Het enkel noemen van de kwestie-Bessarabië in dat verband, kan juist voldoende zijn om ongerustheid te wekken. Bij de geallieerden, die de onafhankelijkheid van Roemenië hebben gegarandeerd, doch ook bij Italië en Duitschland, die evenmin gaarne zouden zien dat de Russische beer verder den Balkan indrong. Roemenië dankt zijn beteekenis vooral aan zijn rijken bodem. Om de tegenpartij van den Roemeenschen petroleumstroom af te snijden, wordt door Berlijn en Londen reeds maandenlang een vinnige strijd gestreden. Tot nog toe is die strijd nog slechts met economische middelen gevoerd. Doch 't kon best eens zijn, dat Rusland den strijd tusschen deze twee „vechtende honden" gadeslaat om straks als „derde" met het vette kluif je aan de haal te kunnen gaan.

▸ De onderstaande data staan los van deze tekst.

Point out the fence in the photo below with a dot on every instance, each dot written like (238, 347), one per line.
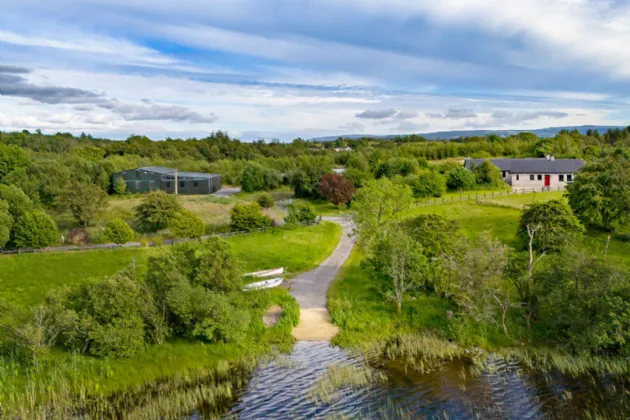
(477, 196)
(97, 247)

Intusschen acht Moskou op dit oogenblik de tijd blijkbaar nog niet rijp om de Roemeensche kaart uit te spelen. Het houdt dezen troef in handen om er, zoo mogelijk, concessies mee te kunnen bedingen. Zoo weet het de voordeelen van zijn „neutrale" positie handig uit te buiten. Geen der Westersche landen voelt zich geroepen om Rusland een halt toe te roepen. Ieder heeft hoofd en handen reeds vol aan andere problemen. Uitdrukkelijk heeft Churchill deze week nogmaals verklaard, dat Engeland niet voornemens is den oorlog tot Rusland uit te breiden. Hoopt Londen misschien, dat de bolsjewistische Sovjet-Unie wel door een ander uit zijn positie van lachende derde" zal worden verdrongen ? De Britsche woordvoerders hebben er reeds eerder duidelijk op gezinspeeld, dat Duitschland de vriendschap met Rusland wel eens kon opbreken.

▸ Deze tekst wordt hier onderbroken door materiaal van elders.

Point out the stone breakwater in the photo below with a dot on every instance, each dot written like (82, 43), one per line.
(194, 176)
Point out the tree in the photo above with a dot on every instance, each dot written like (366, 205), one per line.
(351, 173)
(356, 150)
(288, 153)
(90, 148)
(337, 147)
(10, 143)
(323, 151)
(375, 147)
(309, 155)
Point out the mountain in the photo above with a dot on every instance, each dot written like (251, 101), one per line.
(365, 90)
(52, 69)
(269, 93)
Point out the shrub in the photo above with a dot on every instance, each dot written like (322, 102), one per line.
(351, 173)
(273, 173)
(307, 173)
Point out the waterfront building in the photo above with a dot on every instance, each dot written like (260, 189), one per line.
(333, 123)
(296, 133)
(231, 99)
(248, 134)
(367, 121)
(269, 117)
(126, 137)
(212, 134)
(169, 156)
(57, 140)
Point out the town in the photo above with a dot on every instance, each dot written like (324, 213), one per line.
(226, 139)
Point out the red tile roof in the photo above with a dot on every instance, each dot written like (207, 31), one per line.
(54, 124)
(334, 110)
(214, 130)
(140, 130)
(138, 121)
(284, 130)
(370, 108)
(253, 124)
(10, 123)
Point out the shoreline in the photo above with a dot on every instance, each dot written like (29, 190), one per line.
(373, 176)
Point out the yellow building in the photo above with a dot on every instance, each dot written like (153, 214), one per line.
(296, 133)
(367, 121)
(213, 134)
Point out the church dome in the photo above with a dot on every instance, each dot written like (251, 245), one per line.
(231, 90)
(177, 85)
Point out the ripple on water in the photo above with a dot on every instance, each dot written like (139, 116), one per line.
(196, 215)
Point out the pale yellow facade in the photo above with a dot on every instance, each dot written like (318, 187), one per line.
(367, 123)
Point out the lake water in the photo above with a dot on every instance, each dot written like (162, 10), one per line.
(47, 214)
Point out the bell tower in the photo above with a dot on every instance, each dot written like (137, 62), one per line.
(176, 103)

Schrijvende over de mysterieuse verhouding : Berlijn—Rome—Moskou, willen we nog melding maken van twee berichten. Het eerste meldt, dat Italië 10 lichtingen reservisten der marine onder de wapenen heeft geroepen. Het tweede rept van Russische bedrijvigheid langs de Russisch-Duitsche grens, waar de bolsjewisten betonnen versterkingen zouden aanleggen. Of beide berichten iets met elkander uit te staan hebben en of ze zoo belangrijk zijn als ze er uitzien, zal de toekomst moeten uitwijzen. En in de eerste plaats wachten we op betrouwbare bevestiging dezer nieuwtjes.

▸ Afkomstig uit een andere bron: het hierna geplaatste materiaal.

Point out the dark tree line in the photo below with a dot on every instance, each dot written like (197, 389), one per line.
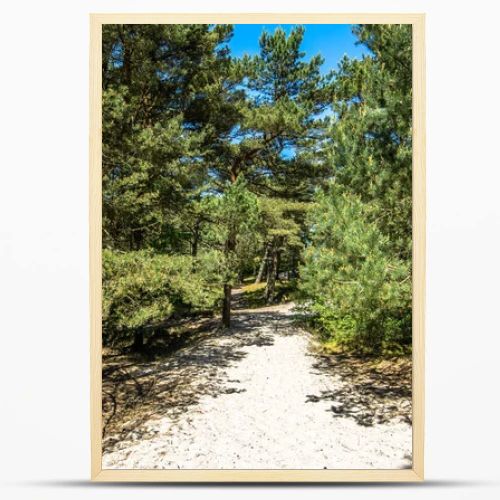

Het Chineesch-Japansche conflict vroeg deze week weer eens de aandacht. In Nanking werd namelijk een nieuwe centrale Chineesche regeering gevormd onder Wang Tsjing-wei, de reeds vaker genoemde tegenspeler van maarschalk Tsjiang Kai-sjek. De nieuwe regeering van Nanking staat sterk onder Japanschen invloed en heeft zich dan ook bereid verklaard met Japan samen te werken. Zulks in tegenstelling tot de regeering-Tsjiang Kai-sjek, die zijn gewapend verzet tegen de Japansche penitratie blijft volhouden. Japan had Wang Tsjing reeds eenigen tijd „achter de hand" gehouden. Het hoopte, dank zij de medewerking van dezen belangrijken figuur uit de Chineesche nationale beweging, de nationale Chineesche partij er toe te kunnen brengen zich van hun leider Tsjiang af te scheiden. Maar dat is niet gelukt. En voorloopig schijnen Duitschland en Italië ook de eenige landen te zullen blijven die de nieuwe Japansch-Chineesche regeering erkennen. Of de jongste machinatie van Japan op den duur misschien succes zal hebben ? Maar Japan begint langzamerhand behoefte te krijgen aan meer-concrete successen. Het Chineesche avontuur slokt millioenen op en heeft op de ontwikkeling der Japansche industrie een zeer remmenden invloed. Wanneer het de „strafexpeditie" zoolang wil voortzetten tot China op de knieën ligt, is het einde nog niet te zien. Het Chineesche rijk kan door militaire acties worden afgebrokkeld. Te overmeesteren is het op deze manier practisch nooit. Daartoe is een moreele penetratie een veel doeltreffender middel. Een middel, dat Japan allerminst ongebruikt laat. Doch juist het optreden van Tsjiang Kai-sjek heeft het zelfbewustzijn en de geestkracht van de Chineesche nationale beweging niet weinig versterkt. En per slot is het ook de andere groote mogendheden niet onverschillig hoe Japan zijn „zusje" nu verder wil „steunen".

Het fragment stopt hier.